The binding sites of lncRNA MALAT1 and miR-143, and miR-143 and NRSN2 were predicted by StarBase (http://starbase.sysu.edu.cn/index.php). The binding and mutant sequences of MALAT1 containing miR-143 and NRSN2 were amplified and then cloned to the pmirGLO luciferase vector (Promega, Madison, WI, USA). Wild-type (WT) plasmids (MALAT1-WT/NRSN2-WT) and mutant-type plasmids (MALAT1-MUT/NRSN2-MUT) were constructed. Then the constructed vectors were transfected with mimic-NC or miR-143 mimic into HEK293T cells (Shanghai Institute of Cellular Biology of Chinese Academy of Sciences, Shanghai, China) using the LipofectamineTM 3000. Luciferase activities were detected after 48 h of transfection.

RNA Pull-Down Assay

The potential binding relationship between lncRNA MALAT1 and miR-143 was detected using RNA pull-down assay. miR-143-biotin, miR-143-MUT-biotin and NC-biotin were transfected into MG63 cells. After 24 h, cells and streptavidin magnetic beads were incubated in the lysis buffer (Ambion, Austin, Texas, USA) for 2 h, followed by eluting the binding RNA. The abundance of lncRNA MALAT1 was measured using RT-qPCR.

Xenograft Tumor in Nude Mice

Nude mice aged 4 weeks were assigned into NC group, EVs group, EVs-si-NC group and EVs-si-MALAT1 group according to body weight, with 5 mice in each group. And 5 × 106 MG63 cells were injected into the back scapula of mice. Then, the mice were treated with 20 μg EVs via tail vein twice a week for 1 week.16 Tumor volume was measured as [V = 0.5 × L (length) × W (width)2] on the 7th, 14th, 21st and 28th day after the experiment. Four weeks later, the nude mice were euthanized by intraperitoneal injection of excessive pentobarbital sodium (800 mg/kg). Thereafter, the tumors were isolated and weighed.

Immunohistochemistry

The immunohistochemical staining was performed on paraffin-embedded tumor sections according to the instructions of immunohistochemical kit (Boster Biological Technology Co., Ltd, Wuhan, Hubei, China). The expression of Ki67 (ab16667, 1/200) protein was detected.

Reverse Transcription Quantitative Polymerase Chain Reaction (RT-qPCR)

Total RNA was extracted from EVs, cells or tumor tissues using the TRIzol reagent (Invitrogen). The RNA was reverse transcribed into cDNA using PrimeScript RT reagent kit (Takara, Dalian, China).
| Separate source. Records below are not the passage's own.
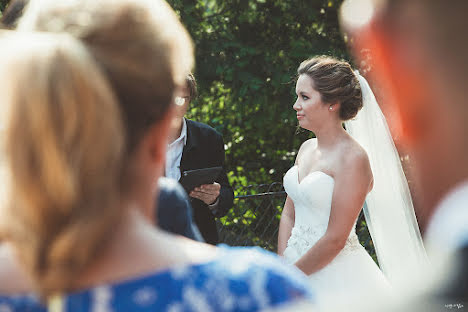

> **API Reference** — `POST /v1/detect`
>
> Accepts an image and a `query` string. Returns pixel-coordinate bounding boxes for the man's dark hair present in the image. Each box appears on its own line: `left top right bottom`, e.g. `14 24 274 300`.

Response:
0 0 29 29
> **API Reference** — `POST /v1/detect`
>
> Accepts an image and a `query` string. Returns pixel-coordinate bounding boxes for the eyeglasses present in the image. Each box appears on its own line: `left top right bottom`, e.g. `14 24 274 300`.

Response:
174 96 190 106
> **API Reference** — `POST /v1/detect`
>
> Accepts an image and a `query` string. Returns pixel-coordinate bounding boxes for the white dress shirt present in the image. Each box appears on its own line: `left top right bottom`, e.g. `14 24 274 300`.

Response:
166 118 187 181
425 180 468 253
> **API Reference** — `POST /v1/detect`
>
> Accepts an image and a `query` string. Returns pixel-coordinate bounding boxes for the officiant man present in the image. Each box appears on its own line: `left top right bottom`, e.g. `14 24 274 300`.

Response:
166 74 234 245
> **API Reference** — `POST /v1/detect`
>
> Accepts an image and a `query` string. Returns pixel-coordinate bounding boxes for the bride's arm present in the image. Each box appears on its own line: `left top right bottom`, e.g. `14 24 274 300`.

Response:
296 153 372 275
278 196 295 256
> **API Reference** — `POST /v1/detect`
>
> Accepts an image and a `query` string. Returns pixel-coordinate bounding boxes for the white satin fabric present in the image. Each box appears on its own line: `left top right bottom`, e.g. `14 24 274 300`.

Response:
283 166 390 304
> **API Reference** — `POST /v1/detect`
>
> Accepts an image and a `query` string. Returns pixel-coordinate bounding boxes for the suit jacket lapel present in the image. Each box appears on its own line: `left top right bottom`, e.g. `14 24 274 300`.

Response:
179 119 198 176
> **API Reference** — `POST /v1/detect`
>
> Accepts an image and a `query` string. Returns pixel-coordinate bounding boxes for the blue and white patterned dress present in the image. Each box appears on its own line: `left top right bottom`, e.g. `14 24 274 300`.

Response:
0 246 313 312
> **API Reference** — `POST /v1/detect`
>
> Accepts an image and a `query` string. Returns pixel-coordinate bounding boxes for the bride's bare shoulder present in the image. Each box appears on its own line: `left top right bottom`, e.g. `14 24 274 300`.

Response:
295 138 317 165
340 140 372 179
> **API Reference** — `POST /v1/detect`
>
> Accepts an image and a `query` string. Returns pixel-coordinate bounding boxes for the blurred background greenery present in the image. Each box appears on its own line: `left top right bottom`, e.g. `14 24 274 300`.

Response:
0 0 375 259
169 0 348 188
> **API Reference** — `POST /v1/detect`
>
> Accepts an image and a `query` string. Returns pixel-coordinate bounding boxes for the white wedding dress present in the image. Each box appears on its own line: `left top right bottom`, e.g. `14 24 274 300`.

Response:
283 166 391 303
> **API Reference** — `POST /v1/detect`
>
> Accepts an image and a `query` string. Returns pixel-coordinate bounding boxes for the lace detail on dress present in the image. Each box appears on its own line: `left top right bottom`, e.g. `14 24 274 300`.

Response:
287 225 323 255
287 225 362 256
341 233 363 252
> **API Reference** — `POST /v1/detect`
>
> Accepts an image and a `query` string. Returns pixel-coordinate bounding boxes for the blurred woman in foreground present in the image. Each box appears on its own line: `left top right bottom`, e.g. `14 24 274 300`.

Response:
0 0 309 311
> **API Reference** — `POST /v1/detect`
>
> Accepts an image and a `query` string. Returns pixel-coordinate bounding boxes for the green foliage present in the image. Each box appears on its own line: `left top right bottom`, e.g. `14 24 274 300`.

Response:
169 0 348 186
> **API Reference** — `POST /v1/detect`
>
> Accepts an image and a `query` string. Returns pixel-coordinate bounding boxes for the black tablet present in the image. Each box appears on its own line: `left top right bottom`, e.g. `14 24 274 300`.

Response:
179 167 223 194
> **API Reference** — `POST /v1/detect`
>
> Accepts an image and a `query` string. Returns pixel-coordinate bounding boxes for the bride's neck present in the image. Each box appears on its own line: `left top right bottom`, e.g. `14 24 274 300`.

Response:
315 122 346 148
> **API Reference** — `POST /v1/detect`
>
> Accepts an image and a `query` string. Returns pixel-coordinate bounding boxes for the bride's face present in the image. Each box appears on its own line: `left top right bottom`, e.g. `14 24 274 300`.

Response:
293 75 330 131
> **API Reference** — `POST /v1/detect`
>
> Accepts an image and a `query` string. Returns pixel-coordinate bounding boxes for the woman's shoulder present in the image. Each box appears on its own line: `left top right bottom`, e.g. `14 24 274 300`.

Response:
296 138 317 162
338 138 372 180
67 246 311 311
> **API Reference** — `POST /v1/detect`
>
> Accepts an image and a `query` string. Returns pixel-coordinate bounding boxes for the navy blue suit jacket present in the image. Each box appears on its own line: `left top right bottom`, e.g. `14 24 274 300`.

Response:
157 177 204 242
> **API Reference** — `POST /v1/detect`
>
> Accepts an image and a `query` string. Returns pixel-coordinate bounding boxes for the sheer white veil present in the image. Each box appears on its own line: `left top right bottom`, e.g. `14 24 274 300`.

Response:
345 71 427 285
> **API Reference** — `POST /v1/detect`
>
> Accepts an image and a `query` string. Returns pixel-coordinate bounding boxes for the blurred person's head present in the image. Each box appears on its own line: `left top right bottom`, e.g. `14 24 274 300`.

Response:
341 0 468 226
293 56 362 131
0 0 29 29
1 0 193 295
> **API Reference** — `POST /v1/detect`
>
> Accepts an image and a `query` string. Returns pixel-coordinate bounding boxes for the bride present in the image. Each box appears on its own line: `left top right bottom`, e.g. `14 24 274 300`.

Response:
278 57 424 302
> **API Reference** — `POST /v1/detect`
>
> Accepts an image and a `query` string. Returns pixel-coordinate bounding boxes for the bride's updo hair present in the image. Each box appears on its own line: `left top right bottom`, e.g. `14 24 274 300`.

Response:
297 56 362 121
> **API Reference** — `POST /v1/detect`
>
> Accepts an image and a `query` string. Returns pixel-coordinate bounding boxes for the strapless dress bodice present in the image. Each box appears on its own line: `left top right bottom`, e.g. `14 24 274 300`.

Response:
283 165 361 262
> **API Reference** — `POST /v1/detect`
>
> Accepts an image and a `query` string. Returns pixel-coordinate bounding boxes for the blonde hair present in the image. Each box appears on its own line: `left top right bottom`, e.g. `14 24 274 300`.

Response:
2 0 193 296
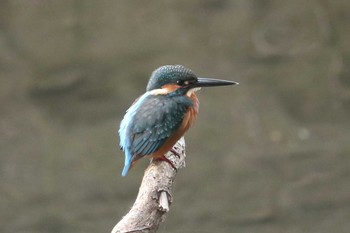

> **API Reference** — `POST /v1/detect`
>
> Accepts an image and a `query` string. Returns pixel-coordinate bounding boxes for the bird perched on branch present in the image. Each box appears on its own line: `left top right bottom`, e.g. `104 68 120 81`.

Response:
119 65 238 176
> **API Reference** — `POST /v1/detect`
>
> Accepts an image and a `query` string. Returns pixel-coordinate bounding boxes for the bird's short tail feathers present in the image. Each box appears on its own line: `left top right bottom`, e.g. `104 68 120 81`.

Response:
122 151 131 176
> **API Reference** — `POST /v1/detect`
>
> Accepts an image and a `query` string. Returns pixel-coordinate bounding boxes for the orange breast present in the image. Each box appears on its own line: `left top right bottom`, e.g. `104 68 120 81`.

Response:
150 93 199 158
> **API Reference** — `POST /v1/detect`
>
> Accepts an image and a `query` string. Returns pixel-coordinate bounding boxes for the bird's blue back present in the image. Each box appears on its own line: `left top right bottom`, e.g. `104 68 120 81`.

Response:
119 91 193 176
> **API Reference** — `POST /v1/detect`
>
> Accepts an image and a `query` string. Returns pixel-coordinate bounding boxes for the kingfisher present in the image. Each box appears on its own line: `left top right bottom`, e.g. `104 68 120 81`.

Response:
119 65 238 176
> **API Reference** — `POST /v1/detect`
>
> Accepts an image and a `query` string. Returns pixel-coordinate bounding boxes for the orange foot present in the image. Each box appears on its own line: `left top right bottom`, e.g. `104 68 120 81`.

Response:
170 148 180 158
153 153 179 171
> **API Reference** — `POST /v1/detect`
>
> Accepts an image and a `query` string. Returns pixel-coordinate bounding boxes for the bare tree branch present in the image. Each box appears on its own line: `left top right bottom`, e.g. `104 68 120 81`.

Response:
112 137 186 233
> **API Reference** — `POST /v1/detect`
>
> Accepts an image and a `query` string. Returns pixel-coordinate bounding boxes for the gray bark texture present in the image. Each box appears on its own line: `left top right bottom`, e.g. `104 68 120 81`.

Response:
112 137 186 233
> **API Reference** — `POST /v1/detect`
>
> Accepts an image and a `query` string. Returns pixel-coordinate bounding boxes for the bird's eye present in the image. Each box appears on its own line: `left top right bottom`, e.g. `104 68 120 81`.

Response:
176 79 185 86
176 79 190 86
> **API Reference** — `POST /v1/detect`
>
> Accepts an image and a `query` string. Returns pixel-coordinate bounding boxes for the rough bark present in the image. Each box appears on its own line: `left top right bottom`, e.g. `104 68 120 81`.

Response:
112 138 186 233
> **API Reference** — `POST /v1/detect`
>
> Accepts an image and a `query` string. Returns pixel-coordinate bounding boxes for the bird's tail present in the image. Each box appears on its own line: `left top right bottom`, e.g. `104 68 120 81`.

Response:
122 151 131 176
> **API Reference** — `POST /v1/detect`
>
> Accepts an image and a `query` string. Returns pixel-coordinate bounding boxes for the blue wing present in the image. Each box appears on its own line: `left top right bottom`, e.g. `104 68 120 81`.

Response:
119 93 192 176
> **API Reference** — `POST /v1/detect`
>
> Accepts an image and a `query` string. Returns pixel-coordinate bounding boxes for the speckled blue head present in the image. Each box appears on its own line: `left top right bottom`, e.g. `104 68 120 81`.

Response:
146 65 197 91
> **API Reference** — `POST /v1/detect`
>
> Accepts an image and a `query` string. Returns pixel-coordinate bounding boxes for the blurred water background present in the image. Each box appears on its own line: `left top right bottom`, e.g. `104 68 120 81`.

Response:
0 0 350 233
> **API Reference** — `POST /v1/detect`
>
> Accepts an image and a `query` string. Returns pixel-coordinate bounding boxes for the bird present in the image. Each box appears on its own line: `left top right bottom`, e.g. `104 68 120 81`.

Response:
118 65 238 176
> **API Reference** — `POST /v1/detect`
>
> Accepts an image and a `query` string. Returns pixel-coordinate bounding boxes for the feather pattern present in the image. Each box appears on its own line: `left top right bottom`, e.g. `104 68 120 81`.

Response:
119 90 193 176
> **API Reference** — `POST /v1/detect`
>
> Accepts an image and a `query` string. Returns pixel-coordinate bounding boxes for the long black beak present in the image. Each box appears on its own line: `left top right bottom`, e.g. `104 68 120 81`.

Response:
193 78 238 87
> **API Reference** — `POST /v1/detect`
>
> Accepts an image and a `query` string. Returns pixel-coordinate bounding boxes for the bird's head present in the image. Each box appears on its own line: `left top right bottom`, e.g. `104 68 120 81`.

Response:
146 65 238 94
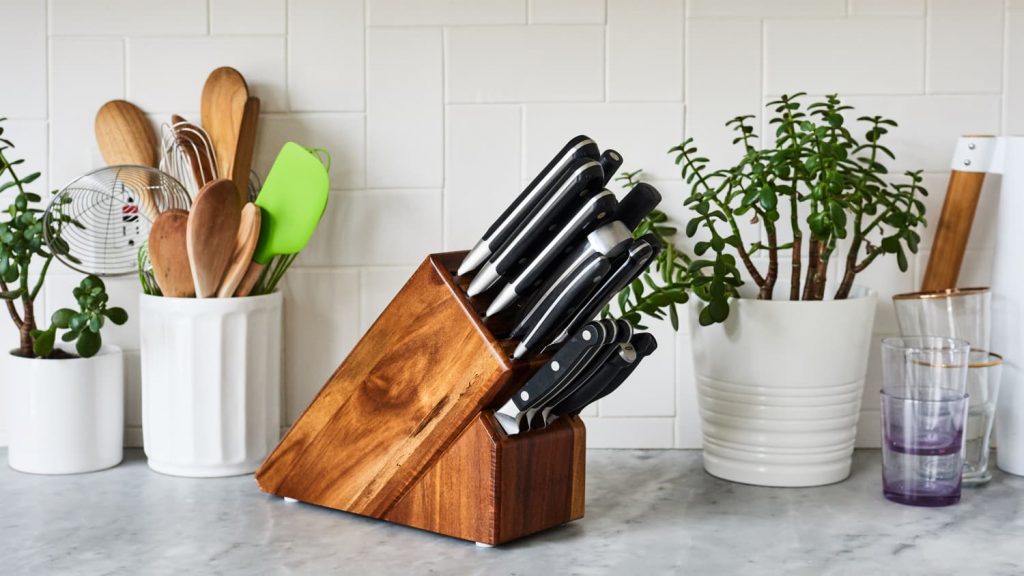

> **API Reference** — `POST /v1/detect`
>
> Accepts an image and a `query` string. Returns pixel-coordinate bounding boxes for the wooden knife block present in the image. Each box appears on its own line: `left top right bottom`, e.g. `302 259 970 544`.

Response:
256 252 586 544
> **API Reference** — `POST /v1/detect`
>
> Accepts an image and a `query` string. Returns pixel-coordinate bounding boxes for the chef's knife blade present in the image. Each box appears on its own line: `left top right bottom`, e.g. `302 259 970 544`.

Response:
458 135 600 276
599 148 623 186
466 160 604 296
498 322 616 434
486 190 618 316
512 253 611 359
552 234 662 344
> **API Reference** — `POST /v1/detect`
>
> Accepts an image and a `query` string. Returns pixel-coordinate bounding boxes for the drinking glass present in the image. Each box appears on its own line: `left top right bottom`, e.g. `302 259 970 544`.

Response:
964 349 1002 486
882 336 971 393
882 383 968 506
893 288 992 351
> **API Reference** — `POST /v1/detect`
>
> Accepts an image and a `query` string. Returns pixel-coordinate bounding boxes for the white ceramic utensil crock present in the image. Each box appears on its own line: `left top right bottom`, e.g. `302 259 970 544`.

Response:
139 293 283 478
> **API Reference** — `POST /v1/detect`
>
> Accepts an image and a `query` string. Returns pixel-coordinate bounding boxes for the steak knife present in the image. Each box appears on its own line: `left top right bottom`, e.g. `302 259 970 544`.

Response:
466 160 604 296
486 190 618 316
525 319 633 429
545 332 657 425
497 321 615 434
458 135 600 276
512 253 611 359
552 234 662 344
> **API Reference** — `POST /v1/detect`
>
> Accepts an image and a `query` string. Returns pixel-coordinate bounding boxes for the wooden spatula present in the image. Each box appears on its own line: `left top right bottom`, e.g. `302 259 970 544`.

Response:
200 67 249 188
185 178 242 298
150 209 196 298
217 202 260 298
95 100 158 168
227 96 260 205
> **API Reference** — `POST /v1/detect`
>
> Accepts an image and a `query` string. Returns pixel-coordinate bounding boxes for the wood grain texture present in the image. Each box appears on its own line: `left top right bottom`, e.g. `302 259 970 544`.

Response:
921 170 985 292
383 412 585 544
256 253 585 543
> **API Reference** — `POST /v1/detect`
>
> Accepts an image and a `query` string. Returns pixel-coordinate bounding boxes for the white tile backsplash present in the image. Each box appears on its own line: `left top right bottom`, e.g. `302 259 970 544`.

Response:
367 28 444 188
764 18 925 94
0 0 1024 448
445 26 605 102
607 0 683 101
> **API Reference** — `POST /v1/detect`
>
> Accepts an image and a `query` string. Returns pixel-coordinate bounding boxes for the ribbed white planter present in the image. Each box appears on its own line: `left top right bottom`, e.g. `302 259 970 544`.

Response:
139 292 282 478
689 287 876 487
3 345 125 474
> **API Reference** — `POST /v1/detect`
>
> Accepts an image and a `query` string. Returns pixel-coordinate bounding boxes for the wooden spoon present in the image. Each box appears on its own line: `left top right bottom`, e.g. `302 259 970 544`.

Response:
217 202 261 298
94 100 159 222
150 209 196 298
227 96 260 205
95 100 159 168
200 67 249 186
185 178 242 298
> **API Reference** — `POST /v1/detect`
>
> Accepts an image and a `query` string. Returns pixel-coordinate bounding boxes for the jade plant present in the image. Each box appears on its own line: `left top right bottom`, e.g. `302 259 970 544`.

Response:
606 92 928 326
0 118 128 358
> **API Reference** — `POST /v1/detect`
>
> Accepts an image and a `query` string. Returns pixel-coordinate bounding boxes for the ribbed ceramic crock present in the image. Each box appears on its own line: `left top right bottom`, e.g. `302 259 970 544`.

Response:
689 288 876 487
139 293 282 478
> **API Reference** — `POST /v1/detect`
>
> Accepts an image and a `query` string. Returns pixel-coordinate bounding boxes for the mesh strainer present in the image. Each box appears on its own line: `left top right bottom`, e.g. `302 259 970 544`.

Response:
43 165 191 276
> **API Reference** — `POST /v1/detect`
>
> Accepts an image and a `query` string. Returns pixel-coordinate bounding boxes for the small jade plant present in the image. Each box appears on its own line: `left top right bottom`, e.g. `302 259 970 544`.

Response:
33 276 128 358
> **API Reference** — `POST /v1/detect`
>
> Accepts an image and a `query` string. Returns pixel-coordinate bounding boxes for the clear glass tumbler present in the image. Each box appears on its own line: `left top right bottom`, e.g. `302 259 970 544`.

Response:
964 349 1002 486
893 288 992 351
882 336 971 392
882 385 968 506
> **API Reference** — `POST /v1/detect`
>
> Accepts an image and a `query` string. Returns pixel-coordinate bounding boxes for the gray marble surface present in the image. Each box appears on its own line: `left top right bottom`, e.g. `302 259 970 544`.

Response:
0 450 1024 575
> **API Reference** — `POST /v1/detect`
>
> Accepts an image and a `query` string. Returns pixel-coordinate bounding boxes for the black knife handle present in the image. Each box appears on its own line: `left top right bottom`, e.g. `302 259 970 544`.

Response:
512 322 606 412
615 182 662 231
483 134 600 252
512 192 618 294
592 332 657 402
513 254 611 358
490 160 604 276
551 342 637 416
598 148 623 186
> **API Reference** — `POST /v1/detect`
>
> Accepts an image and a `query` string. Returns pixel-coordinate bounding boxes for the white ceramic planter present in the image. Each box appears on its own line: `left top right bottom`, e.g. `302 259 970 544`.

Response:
3 345 125 474
139 292 282 478
689 287 876 487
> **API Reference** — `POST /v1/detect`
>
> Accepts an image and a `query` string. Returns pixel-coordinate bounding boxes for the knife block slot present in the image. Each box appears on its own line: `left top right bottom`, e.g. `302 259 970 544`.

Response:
256 252 586 544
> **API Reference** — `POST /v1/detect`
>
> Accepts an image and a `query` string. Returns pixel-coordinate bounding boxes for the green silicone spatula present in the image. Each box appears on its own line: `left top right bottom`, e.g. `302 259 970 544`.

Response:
236 142 331 296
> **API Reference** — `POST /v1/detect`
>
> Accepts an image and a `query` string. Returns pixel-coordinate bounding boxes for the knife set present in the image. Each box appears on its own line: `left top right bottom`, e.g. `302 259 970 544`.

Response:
256 136 660 545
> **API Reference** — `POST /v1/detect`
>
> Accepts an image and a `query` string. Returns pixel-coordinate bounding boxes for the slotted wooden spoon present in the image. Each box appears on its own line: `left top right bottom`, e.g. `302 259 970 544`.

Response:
200 67 247 191
150 209 196 298
217 202 261 298
185 178 242 298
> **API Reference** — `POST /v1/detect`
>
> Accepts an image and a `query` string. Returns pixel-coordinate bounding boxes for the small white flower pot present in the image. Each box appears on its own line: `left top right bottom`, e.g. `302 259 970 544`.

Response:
689 287 876 487
139 292 283 478
3 345 125 475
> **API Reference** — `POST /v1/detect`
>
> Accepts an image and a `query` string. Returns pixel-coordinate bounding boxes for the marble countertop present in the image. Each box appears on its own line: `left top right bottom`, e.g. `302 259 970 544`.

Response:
0 450 1024 575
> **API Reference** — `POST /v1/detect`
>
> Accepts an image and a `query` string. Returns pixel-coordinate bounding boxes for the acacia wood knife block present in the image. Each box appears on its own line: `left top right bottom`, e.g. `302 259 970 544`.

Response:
256 252 586 544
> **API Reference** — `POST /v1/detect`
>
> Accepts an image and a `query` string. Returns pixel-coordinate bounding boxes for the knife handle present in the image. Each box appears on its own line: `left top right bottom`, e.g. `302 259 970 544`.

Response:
513 254 611 359
592 332 657 402
598 148 623 186
512 322 606 412
615 182 662 231
488 160 603 276
483 134 600 252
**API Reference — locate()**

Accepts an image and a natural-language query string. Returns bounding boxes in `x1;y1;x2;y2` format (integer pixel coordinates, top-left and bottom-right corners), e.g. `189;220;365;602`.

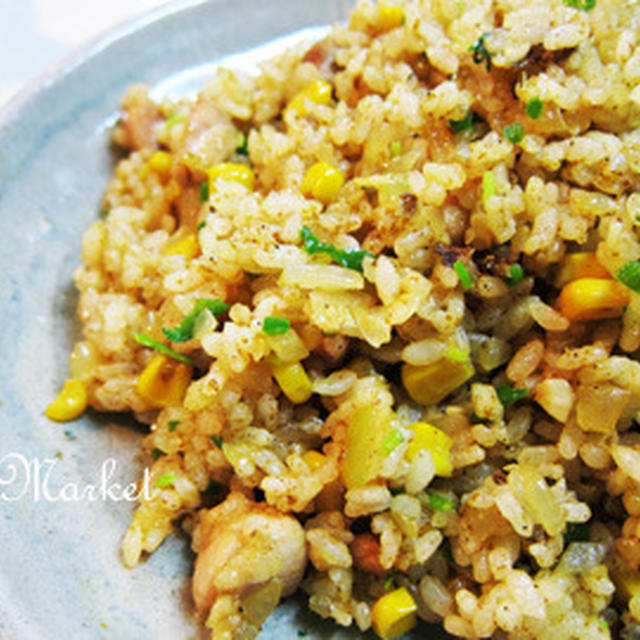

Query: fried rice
48;0;640;640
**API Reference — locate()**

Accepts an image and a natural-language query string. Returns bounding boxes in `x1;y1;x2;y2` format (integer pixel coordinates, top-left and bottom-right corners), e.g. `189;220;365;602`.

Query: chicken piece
193;492;307;640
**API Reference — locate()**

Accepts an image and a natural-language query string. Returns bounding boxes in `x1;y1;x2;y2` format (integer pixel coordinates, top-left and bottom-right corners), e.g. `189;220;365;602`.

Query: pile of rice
61;0;640;640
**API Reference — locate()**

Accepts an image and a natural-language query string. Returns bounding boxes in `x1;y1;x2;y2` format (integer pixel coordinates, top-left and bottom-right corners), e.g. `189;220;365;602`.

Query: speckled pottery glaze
0;0;444;640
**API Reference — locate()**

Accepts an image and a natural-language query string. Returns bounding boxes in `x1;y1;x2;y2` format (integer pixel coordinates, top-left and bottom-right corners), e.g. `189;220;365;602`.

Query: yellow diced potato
271;362;312;404
402;358;475;405
164;233;200;260
342;405;394;489
371;587;418;639
405;422;453;476
557;278;630;322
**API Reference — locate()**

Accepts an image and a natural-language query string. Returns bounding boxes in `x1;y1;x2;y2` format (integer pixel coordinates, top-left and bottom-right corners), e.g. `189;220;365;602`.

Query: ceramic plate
0;0;442;640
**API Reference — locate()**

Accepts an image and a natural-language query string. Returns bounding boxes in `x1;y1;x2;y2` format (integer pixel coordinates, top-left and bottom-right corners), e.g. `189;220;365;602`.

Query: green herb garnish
564;0;596;11
525;98;544;120
469;33;493;71
444;347;469;362
616;260;640;293
133;331;193;364
380;429;404;456
449;111;475;133
262;316;291;336
389;140;402;158
453;260;473;291
502;122;524;144
156;473;178;489
300;227;373;271
236;131;249;156
508;264;524;287
496;385;529;407
162;298;230;342
427;489;456;513
151;447;167;460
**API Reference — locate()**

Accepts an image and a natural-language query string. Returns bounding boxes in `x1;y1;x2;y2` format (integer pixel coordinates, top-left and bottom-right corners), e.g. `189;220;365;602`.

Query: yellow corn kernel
402;358;474;405
207;162;256;193
271;362;311;404
371;587;418;638
556;251;611;288
300;162;344;204
302;449;326;471
164;233;200;260
558;278;629;321
287;80;333;116
136;353;193;409
147;151;171;178
378;2;404;31
404;422;453;476
44;378;87;422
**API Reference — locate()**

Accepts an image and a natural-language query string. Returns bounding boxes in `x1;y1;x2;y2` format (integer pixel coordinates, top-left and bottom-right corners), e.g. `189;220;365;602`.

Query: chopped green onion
384;569;400;591
165;113;186;129
151;447;167;460
300;227;373;271
496;385;529;407
444;347;469;362
162;298;230;342
564;0;596;11
525;98;544;120
236;131;249;156
389;140;402;158
508;264;524;287
427;489;456;513
449;111;475;133
133;331;193;364
502;122;524;144
469;33;493;71
616;260;640;293
482;171;496;209
156;473;178;489
453;260;473;291
380;429;404;456
262;316;291;336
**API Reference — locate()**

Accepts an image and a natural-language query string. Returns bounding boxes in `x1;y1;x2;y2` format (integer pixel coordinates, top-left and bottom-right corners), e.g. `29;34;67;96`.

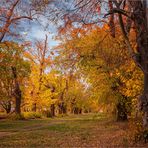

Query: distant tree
0;42;29;114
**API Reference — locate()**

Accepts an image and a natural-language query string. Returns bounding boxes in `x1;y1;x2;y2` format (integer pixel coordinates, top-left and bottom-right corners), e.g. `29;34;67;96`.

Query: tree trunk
1;101;11;114
50;104;55;117
11;67;22;114
58;102;66;114
140;73;148;127
117;102;127;121
32;103;37;112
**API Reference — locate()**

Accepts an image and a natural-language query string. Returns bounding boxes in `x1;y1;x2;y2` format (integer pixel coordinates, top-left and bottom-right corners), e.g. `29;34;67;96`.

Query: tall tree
52;0;148;127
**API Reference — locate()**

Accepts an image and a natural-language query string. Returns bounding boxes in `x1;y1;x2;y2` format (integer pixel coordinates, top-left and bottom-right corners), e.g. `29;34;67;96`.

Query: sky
21;21;58;47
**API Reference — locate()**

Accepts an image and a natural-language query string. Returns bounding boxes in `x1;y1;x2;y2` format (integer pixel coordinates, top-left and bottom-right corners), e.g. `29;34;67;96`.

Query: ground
0;114;148;148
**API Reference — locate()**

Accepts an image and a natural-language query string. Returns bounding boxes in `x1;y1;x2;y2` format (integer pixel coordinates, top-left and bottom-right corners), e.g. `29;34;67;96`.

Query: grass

The qPCR was performed using SYBR® Premix Ex TaqTM II (Takara) on the ABI 7900 HT fast PCR real-time system (Applied Biosystems, Foster city, CA, USA). The data were analyzed by 2−ΔΔCt method, with GAPDH as the internal reference. Primer sequences are illustrated in Table 1.

Table 1 Primer Sequence for RT-qPCR

Western Blotting

Total protein and nucleoprotein of the EVs, cells or tumor tissues were extracted using RIPA lysate (strong) (Beyotime, Nanjing, China) and Nuclear and Cytoplasmic Protein Extraction kit (Beyotime). The concentration of proteins was evaluated using the BCA assay kit (Beyotime). Then, 30 μg total protein of each well was separated on sodium dodecyl sulfate-polyacrylamide gel electrophoresis (12% separating gel) and transferred onto polyvinylidene difluoride membranes. The membranes were blocked with 5% bovine serum albumin (BSA) and cultured with the primary antibodies: rabbit anti-β-catenin (ab32572, 1/5000, 92KDa), rabbit anti-NRSN2 (ab237739, 1/1000, 22KDa), rabbit anti-CD9 (ab92726, 1/2000, 25KDa), mouse anti-HSP70 (ab2787, 1/1000, 70KDa), rabbit anti-Calnexin (ab22595, 1 µg/mL, 90KDa), rabbit anti-Lamin B1 (ab16048, 0.1 µg/mL, 68KDa) and rabbit anti-glyceraldehyde-3-phosphate dehydrogenase (GAPDH) (ab181602, 1/10,000, 36KDa). Afterwards, the membranes were cultured with the secondary antibodies goat anti-mouse immunoglobulin G (IgG; ZB5305) and goat anti-rabbit (ZB-5301, 1/5000, ZSGB-Bio Co., Ltd, Beijing, China). The gray value of the target band was analyzed by Image-Pro Plus 6.0 software (Media Cybernetics, Inc., Rockville, MD, USA).

Statistical Analysis

SPSS 21.0 (IBM Corp., Armonk, NY, USA) was utilized for data analysis. Kolmogorov–Smirnov test showed that the data were in normal distribution and expressed as mean ± standard deviation. The one-way or two-way analysis of variance (ANOVA) was employed for comparisons among multi-groups. Tukey’s multiple comparison test was applied for the post hoc test after ANOVA. The p value was obtained from a two-tailed test, and p < 0.05 meant a statistical difference and p < 0.01 indicated a very significant difference.

Results

Identification of BMSCs and BMSC-EVs

BMSCs can accelerate proliferation and migration of osteosarcoma cells,17 but whether the EVs secreted by BMSCs can affect osteosarcoma cells needs further study. BMSCs were isolated from mice and passaged to P3 generation. BMSCs at P3 showed a uniformity of size and vortex-shape growth under the microscope (Figure 1A). The osteogenic, adipogenic and chondrogenic differentiation characteristics of BMSCs were identified by alizarin red, oil red O and alcian blue staining, respectively. The calcium deposition, lipid droplets and acid mucopolysaccharide accumulation could be observed (Figure 1B). The expression rates of positive markers of BMSCs (CD29 and CD90) were above 95%, and those of negative markers (CD34 and CD45) were less than 2% (Figure 1C). These results above indicated that BMSCs were successfully cultured. Then, EVs were further isolated from BMSCs by ultracentrifugation. EVs showed saucer-shaped under TEM (Figure 1D), and qNano system demonstrated that the diameter of EVs was between 100 nm and 200 nm (Figure 1E). EVs showed positive for HSP70 and CD9, and Calnexin was not detected; no obvious expressions of HSP70 and CD9 could be observed in the supernatant of BMSCs after GW4869 intervention (Figure 1F). It was indicated that BMSC-EVs were successfully isolated from mice.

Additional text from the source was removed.